Riot Games has announced that Valorant will launch on June 2nd, which is a lot sooner than many expected.
Players are excited, as those who do not have access to the beta will finally be able to play the hottest new game in the esports world, and the full launch should kickstart the esports scene that has been growing during the beta.
But there is one sticking point, and that is that one of the core fundamentals of any shooter, hit registration, is not working as intended right now, and as a result, the launch should be delayed until this is fixed and tested.
For the most part, the beta has been going well, players generally seem happy and Riot has been on top of fixing issues. The big 0.5 patch that launched for the beta fixed many complaints players had, and all was well in the world.
But it also introduced some issues with hit registration, the system that decides if a bullet hit an opponent, where it hit an opponent and the results of that action.
The biggest issue seems to be that the headshot animation will be activated, but often the shot will only be counted as a body shot, doing less damage.
This, of course, is a big issue for high-level players. With the Vandal being a one-shot kill if it hits an opponent’s head, many will see the headshot animation and move to the next target.

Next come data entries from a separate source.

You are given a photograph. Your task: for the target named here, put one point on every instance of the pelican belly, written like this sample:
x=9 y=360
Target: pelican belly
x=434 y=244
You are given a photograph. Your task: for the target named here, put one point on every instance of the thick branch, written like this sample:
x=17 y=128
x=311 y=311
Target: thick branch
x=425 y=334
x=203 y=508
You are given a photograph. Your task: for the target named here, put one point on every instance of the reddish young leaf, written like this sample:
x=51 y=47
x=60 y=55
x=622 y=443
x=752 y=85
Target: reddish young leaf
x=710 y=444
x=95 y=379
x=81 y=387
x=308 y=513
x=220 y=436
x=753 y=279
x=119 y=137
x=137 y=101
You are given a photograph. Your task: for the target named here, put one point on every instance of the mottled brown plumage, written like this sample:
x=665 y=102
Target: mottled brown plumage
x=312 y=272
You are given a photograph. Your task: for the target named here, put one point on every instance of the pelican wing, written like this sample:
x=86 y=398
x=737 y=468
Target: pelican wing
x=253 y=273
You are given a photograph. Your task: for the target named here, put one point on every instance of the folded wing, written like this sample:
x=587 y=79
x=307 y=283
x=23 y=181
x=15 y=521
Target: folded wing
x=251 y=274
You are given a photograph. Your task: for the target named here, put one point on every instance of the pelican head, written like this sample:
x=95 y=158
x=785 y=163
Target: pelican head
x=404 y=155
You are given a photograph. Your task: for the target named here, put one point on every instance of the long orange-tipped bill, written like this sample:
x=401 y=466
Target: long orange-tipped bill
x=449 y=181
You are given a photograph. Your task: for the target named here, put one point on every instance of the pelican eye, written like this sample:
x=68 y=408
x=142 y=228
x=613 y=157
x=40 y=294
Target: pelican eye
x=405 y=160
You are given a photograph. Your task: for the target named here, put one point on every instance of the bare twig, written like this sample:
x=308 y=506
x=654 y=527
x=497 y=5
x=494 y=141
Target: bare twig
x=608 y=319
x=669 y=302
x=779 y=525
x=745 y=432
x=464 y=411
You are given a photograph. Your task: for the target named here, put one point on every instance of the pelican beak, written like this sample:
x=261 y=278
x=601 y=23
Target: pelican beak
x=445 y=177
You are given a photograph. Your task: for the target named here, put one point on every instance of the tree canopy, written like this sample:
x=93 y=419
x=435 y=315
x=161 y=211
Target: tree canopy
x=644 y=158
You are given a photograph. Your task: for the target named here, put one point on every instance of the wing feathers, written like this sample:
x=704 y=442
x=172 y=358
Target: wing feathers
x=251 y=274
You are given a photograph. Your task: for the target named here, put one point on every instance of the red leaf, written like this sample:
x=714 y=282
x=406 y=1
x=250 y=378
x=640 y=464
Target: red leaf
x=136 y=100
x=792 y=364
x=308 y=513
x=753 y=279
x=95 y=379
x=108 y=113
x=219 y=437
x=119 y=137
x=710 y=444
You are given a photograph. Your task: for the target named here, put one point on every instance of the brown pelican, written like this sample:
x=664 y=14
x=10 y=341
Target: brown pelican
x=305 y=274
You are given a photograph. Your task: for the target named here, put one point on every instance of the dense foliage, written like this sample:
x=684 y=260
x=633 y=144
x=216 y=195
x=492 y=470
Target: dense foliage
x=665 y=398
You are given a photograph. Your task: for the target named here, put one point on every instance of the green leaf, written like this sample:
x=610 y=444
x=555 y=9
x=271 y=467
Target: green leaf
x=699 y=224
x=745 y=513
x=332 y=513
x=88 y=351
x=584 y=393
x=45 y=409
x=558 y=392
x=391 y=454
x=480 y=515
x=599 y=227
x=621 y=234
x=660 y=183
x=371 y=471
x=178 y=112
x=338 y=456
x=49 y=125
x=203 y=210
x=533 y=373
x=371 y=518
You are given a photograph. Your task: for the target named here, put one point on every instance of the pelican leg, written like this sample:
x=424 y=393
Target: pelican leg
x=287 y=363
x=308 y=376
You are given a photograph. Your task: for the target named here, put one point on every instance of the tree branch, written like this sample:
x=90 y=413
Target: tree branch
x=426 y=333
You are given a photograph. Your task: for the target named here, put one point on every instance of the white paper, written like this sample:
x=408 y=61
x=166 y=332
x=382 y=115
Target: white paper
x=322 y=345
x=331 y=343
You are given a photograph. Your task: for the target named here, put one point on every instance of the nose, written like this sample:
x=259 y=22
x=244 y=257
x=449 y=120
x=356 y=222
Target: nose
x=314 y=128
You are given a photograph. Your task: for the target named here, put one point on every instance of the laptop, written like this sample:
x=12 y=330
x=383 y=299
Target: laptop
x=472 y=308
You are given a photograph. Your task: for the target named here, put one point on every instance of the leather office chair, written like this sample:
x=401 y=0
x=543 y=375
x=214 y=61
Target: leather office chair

But with the current issues surrounding hit registration players are being misled by false headshot animations, and that can ruin matches.
The fact that Riot is now launching Valorant without testing any kind of fix for this issue is quite concerning. The team has announced that there will be no more patches for the beta.
And while they have said they are working on a fix for hit registration in time for launch, it really is the type of thing that should be tested first, and the beta is the perfect place for that.
You can pretty much guarantee that thousands, if not millions, of people, will play Valorant for the first time in the weeks after launch, and if they run into these issues they might just give up on it.
While it doesn’t totally break the game, it does have a serious impact on the competitive integrity of it. Instead of the best player being decided by who has the best aim and reactions, it can be decided on if the hit registration system decided to function as it should or not.
Lower level players may not notice this, but for those that do it can seriously harm their enjoyment of Valorant, and with no previous positive experience they could turn it off and never come back.
It will also have a negative impact on the early days of the pro scene, where it will be more of an issue. If winning and losing a duel comes down to the hit registration system then the hype of matches will be lessened, and viewers will no doubt watch something else instead.
This leaves us in a situation where really the beta should be extended until this issue has been fixed and tested at length.
The initial summer release date would have given Riot enough flexibility to do this, but by committing to the June 2nd launch they now have no opportunity to confirm that whatever fix they have developed works properly.
If Valorant launches with this issue still in place it won’t be the end of the world, and the game will surely still do well. But there is a good chance many players will be left disappointed and some might never come back to it, when all of it could have been fixed with a little extension to the beta for extra testing.
Of course we can only hope that Riot’s fix is perfect and the game launches in a good state. They are after all one of the top development studios in the world, but is the risk really worth taking?